CONTRIBUTOR:

Mary Hancock

AFFILIATION:

TITLE:

Professor

DEPARTMENT:

Anthropology and History

INSTITUTION:

University of California, Santa Barbara

BIOGRAPHY:

Mary Hancock (PhD, University of Pennsylvania) is Professor in the Departments of Anthropology and History at University of California, Santa Barbara and currently Dean of the Division of Humanities and Fine Arts at UCSB. She is an anthropologist of South Asia, with particular interests in urban south India. She has been a fellow of the Woodrow Wilson Center for International Scholars in Washington, D.C., an NEH fellow at the School for Advanced Research in Santa Fe, NM, a fellow of the American Institute for Indian Studies, and a Fulbright Senior Scholar. Her research and teaching specialties include spatial studies, cultural memory, gender, statecraft, and religion.
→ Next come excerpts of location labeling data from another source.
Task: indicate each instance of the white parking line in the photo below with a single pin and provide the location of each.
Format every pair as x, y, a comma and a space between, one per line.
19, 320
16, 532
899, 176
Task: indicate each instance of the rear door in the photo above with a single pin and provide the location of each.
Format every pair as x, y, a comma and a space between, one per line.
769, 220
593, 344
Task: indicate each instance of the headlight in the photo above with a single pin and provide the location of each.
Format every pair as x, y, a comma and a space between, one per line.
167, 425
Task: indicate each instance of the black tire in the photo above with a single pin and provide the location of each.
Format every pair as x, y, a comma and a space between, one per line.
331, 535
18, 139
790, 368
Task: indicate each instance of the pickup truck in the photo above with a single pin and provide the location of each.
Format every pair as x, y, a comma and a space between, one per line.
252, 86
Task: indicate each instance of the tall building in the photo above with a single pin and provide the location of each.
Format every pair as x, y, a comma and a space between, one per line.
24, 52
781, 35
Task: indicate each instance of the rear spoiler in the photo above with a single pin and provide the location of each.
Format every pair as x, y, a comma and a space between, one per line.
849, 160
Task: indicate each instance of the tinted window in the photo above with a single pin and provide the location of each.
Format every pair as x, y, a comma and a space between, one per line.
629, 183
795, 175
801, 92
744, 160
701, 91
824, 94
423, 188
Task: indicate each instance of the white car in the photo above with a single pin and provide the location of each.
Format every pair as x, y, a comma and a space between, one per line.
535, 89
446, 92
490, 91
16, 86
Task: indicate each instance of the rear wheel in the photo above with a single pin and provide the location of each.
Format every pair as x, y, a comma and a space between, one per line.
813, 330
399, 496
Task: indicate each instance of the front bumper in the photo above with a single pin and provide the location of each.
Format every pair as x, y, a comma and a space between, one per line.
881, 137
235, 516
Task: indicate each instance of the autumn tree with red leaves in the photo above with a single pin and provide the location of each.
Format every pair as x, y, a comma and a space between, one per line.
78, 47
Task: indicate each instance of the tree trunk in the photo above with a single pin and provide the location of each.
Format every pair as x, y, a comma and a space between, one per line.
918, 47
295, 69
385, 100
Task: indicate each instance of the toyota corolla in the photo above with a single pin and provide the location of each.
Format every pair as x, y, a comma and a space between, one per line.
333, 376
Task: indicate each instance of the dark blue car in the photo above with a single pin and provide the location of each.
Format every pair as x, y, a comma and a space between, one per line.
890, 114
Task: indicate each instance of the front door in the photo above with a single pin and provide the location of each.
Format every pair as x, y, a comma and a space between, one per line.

She is the author of Womanhood in the Making: Domestic Ritual and Public Culture in Urban South India (1999) and The Politics of Heritage from Madras to Chennai (2008), as well as numerous chapters and articles. Her current research concerns the history of transcultural religious networks between India and the U.S. and she is at work on a new book, tentatively titled India in the American Evangelical Imaginary.